Adults aged 65 years or older with hypertension have a 10-year ASCVD risk of at least 10%, placing them in the high-risk category that requires initiation of drug therapy at an SBP of 130 mm Hg or higher. Treatment of hypertension with an SBP goal of less than 130 mm Hg is recommended for noninstitutionalized, ambulatory, community-dwelling adults aged 65 years or older with an average SBP of 130 mm Hg or higher.
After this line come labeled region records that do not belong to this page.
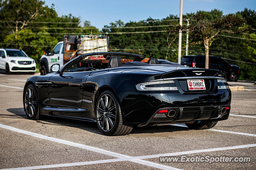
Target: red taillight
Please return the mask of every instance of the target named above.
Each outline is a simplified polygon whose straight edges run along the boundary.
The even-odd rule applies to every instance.
[[[193,67],[193,68],[196,67],[196,62],[192,63],[192,67]]]
[[[167,111],[168,111],[168,110],[160,110],[157,113],[167,113]]]

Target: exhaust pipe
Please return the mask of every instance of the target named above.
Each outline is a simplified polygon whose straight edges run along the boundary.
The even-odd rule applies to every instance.
[[[171,110],[169,111],[169,112],[167,113],[166,116],[169,117],[174,117],[175,115],[176,111],[175,110]]]
[[[221,114],[224,114],[226,112],[226,107],[224,107],[221,109]]]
Careful titration of BP-lowering medications and close monitoring are especially important in older adults with significant comorbidities because large trials have excluded many such persons. For older adults (aged ≥65 years) with hypertension, comorbidities, and limited life expectancy, clinical judgment, patient preference, and a team-based approach to assess the risk-benefit trade-offs of treatment are reasonable for decisions about the choice of drug and intensity of BP control. Regardless of therapy or care, hypertension will be controlled only if patients are motivated to stay on their treatment plan. Positive experiences, trust in the clinician, and empathy improve patient motivation and satisfaction. In more than two thirds of individuals, hypertension cannot be controlled on one drug and will require two or more antihypertensive agents selected from different drug classes; therefore, a combination therapy of two or three drugs (one of which usually will be a thiazide diuretic) is commonly needed to achieve optimal BP levels. There is evidence that lowering BP to optimal goal levels may be more important than specific drug selection. For most people, a reasonable goal of treatment to lower BP involves stabilization of SBP at or below 120 mm Hg and DBP at or below 80 mm Hg.